Depuis quatre ans, Emmaüs fait le pari de proposer un festival de grande ampleur en milieu de semaine. Pari réussi puisque ce sont 12 000 personnes chaque soir qui se sont pressées sur le site de la communauté du Béarn. Il faut dire que l'affiche éclectique, réalisée en partenariat avec le Tactikollectif, avait de quoi allécher.
L'association avait aussi le souci de proposer un événement qui ne soit pas que festif. Chaque matinée était consacrée à une conférence-débat avec des invités pointus. Au programme, mercredi : L'énergie doit-elle répondre au consumérisme ? et jeudi : Les jeunes victimes de la pub et des marques. Un village associatif à l'entrée du festival accueillait aussi de nombreuses associations militantes.
Emmaüs, lieu d'accueil, de travail et de lutte contre l'exclusion accueillait le festival sur ses terres jusqu'à côté de la recyclerie qui donne une seconde vie aux objets déposés par les riverains, de la ferme alternative et du village des compagnons.
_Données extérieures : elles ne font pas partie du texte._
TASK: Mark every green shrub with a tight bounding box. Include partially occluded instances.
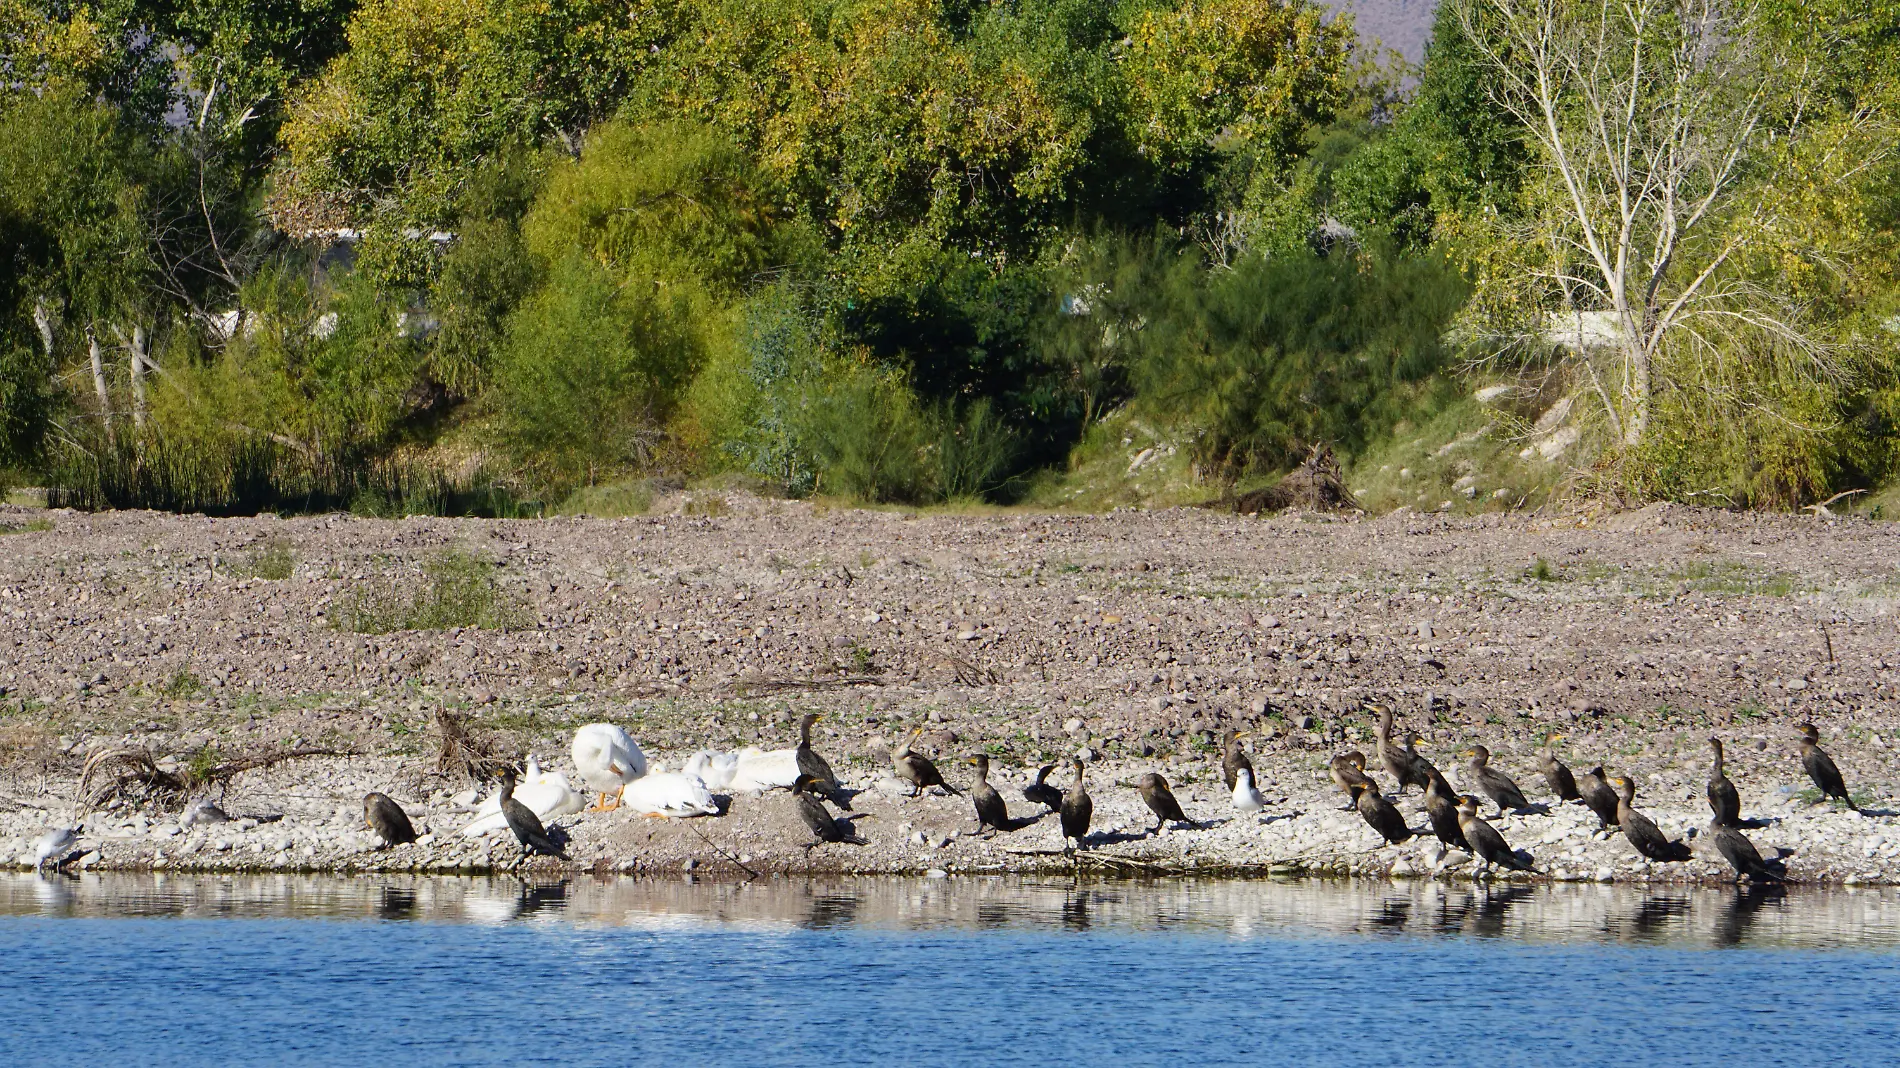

Côté musique, c'est Susheela Raman, belle anglaise d'origine indienne qui ouvre le bal sur la grande scène sur le coup de 17h00. Le site est loin d'être encore rempli, ce sera malheureusement trop peu de veinards qui profiteront de la présence envoutante de la chanteuse. Depuis le magnifique Salt Rain (2001) ou Vel le dernier en date où elle intègre des chants tamouls, Susheela marie avec grâce sonorités indiennes et rythmes pop ou électro, sans peur de bouleverser les codes. On savait ses albums magiques, mais sa présence sur scène accompagné de ses musiciens n'a pas démenti son talent.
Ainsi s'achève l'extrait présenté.